A possível desintegração da zona euro é hoje debatida abertamente pelas autoridades europeias e pelos executivos financeiros. 

A taxa de juro da dívida espanhola ultrapassou os 7%, reflectindo a ausência de progressos na redução do défice orçamental e dos défices de comunidades autónomas como Valencia, entre outras. É provável que a Grécia não passe na nova avaliação da ‘troika', o que, a acontecer, poderá ditar a sua saída da zona euro no Outono. Além disso, a Alemanha também se encontra sob pressão financeira devido à exposição potencial e explícita do Bundesbank aos países periféricos europeus.

A última cimeira europeia terminou com um comunicado optimista, mas sem substância. Entretanto, é provável que os mercados financeiros já estejam a pressionar Bruxelas para encontrar uma solução.

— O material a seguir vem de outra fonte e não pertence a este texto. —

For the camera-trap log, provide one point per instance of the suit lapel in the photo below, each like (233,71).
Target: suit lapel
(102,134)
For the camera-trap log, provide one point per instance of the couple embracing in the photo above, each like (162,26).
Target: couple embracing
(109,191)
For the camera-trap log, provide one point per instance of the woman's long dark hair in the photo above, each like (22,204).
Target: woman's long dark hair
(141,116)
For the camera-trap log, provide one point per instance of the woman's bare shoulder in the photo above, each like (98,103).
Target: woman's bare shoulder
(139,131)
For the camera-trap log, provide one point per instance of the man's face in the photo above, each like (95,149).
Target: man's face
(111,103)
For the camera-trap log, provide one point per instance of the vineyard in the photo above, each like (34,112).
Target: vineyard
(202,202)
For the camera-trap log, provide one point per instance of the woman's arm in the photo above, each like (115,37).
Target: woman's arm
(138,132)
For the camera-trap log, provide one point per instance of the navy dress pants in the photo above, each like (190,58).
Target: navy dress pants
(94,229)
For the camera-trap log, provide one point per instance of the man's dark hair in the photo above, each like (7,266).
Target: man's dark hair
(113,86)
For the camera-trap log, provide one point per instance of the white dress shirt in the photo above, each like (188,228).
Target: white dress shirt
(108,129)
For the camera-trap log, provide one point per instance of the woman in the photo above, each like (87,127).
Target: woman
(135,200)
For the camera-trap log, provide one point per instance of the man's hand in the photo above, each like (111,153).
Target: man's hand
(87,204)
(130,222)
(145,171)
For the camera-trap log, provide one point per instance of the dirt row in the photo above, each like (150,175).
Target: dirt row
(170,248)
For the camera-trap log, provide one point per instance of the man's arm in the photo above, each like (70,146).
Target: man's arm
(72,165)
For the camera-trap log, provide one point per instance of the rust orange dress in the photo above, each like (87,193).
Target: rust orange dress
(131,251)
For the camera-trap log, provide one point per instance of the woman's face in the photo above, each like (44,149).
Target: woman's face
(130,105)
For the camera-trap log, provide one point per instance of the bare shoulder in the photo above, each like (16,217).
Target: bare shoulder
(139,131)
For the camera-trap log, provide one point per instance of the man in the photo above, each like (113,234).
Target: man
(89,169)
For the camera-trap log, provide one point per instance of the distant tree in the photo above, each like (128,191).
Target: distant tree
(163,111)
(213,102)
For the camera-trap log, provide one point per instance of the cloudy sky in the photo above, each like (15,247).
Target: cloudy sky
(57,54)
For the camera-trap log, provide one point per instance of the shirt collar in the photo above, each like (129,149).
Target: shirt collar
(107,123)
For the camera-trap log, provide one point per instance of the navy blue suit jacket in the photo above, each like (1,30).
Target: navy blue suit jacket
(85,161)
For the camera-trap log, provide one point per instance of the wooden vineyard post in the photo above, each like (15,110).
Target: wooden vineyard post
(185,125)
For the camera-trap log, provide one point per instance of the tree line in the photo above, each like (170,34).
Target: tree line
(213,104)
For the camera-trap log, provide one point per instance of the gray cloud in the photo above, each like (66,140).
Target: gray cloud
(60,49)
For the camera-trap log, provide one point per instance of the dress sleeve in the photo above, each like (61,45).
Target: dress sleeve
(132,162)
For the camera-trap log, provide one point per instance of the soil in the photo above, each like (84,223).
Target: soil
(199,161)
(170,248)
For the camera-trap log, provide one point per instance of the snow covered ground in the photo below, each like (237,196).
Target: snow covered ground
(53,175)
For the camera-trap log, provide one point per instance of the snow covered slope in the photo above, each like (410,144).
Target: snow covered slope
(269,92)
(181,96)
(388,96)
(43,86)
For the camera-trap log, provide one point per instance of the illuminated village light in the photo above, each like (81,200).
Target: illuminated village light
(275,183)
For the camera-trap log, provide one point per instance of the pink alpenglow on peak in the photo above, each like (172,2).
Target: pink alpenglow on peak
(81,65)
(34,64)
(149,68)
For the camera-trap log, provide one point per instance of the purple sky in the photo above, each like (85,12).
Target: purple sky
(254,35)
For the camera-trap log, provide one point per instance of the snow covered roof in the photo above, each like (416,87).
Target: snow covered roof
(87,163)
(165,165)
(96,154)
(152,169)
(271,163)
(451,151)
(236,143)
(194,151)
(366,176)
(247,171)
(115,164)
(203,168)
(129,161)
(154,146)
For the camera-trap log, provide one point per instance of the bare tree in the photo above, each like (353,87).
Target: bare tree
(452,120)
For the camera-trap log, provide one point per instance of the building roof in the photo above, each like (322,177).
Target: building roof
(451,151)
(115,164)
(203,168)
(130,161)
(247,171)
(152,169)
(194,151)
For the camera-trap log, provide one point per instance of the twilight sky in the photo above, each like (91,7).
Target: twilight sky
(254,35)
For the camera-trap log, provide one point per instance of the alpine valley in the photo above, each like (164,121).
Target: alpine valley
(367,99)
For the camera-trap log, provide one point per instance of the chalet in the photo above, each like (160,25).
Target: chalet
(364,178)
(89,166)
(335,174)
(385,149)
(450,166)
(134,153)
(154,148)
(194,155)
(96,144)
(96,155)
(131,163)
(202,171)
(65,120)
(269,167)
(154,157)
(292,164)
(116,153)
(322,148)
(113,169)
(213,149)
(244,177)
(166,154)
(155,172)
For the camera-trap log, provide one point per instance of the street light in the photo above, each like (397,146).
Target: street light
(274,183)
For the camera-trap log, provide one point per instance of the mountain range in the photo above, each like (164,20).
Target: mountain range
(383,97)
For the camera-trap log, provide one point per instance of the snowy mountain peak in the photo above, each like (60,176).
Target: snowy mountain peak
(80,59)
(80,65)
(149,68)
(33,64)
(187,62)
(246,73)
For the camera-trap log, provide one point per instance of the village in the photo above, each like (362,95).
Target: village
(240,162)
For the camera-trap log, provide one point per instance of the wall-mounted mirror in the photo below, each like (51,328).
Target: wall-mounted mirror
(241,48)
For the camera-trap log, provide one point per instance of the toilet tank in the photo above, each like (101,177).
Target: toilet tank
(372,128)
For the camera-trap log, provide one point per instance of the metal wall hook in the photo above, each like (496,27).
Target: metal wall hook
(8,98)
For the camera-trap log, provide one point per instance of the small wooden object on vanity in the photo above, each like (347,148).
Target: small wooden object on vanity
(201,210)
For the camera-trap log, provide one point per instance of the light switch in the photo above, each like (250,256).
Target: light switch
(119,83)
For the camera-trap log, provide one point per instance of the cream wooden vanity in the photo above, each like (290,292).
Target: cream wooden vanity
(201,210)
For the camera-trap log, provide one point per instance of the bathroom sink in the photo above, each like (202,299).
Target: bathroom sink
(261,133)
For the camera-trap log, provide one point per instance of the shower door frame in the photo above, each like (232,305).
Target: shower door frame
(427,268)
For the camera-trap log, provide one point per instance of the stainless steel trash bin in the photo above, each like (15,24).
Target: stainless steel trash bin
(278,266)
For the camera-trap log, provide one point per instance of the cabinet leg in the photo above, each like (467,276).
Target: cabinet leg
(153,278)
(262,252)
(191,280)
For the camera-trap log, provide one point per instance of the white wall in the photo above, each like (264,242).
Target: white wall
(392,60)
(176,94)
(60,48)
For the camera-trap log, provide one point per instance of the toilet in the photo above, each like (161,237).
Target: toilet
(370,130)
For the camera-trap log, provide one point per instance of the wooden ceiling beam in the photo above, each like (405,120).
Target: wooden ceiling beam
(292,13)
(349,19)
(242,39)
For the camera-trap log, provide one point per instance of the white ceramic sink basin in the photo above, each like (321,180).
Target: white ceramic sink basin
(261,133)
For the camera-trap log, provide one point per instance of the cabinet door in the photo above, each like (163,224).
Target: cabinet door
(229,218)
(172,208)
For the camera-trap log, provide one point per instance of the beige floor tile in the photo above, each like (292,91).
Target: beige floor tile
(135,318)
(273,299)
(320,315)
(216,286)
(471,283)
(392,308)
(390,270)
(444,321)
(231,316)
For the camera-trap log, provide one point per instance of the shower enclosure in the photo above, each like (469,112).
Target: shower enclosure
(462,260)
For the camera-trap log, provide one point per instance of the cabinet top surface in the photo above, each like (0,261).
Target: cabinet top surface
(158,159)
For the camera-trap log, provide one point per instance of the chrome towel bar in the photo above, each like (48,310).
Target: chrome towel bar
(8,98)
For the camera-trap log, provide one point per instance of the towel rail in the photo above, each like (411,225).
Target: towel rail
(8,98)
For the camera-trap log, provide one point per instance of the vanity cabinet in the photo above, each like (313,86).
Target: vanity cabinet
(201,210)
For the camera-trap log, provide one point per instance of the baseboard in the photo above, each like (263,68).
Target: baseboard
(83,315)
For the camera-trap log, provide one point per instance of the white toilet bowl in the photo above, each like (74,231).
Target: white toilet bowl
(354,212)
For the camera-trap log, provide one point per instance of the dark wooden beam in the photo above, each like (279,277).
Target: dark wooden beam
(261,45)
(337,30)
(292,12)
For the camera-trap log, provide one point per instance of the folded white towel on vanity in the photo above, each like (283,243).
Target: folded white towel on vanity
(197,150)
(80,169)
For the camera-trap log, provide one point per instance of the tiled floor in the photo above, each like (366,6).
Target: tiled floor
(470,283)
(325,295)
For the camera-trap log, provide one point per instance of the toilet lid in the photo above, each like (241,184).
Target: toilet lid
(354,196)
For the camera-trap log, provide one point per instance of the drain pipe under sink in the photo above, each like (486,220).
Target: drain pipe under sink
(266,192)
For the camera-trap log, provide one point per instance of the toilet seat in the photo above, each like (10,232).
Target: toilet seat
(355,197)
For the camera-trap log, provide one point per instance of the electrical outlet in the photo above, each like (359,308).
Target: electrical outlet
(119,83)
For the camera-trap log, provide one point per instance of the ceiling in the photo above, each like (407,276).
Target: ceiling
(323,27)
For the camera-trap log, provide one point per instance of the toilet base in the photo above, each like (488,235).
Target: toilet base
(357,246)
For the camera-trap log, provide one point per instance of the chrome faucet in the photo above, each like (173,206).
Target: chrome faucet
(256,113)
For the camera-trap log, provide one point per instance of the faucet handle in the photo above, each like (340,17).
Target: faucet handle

A depreciação do euro poderá ser estratégica para a sobrevivência da zona euro. A moeda única depreciou no último ano cerca de 15% face ao dólar (de 1,44 para menos de 1,21 dólares). Uma nova desvalorização de 15% colocaria o euro numa situação de quase paridade com a moeda norte-americana, mantendo-se, embora, cerca de 20% acima do mínimo histórico de 84 cêntimos.
Um euro mais fraco permitiria baixar os preços das exportações da zona euro e aumentar os custos das importações, reduzindo ou eliminando os défices actuais da balança corrente dos países periféricos europeus, uma vez que metade das transacções é feita com países exteriores à zona euro. Um euro mais fraco também permitiria estimular as exportações e aumentar os salários alemães, bem como subir os preços na Alemanha e reduzir os desequilíbrios na balança comercial entre os países da zona euro.
O aumento das exportações líquidas nos países periféricos contribuiria igualmente para a subida do PIB nos mesmos, invertendo a recessão provocada pela subida de impostos e pelos cortes na despesa pública. Politicamente seria mais fácil alcançar a necessária consolidação orçamental.
Acresce que a passagem de um contexto de recessão para um contexto de crescimento faria crescer o emprego e as receitas das empresas, reduzindo o volume de crédito malparado e o incumprimento no crédito à habitação, que hoje afectam gravemente a banca.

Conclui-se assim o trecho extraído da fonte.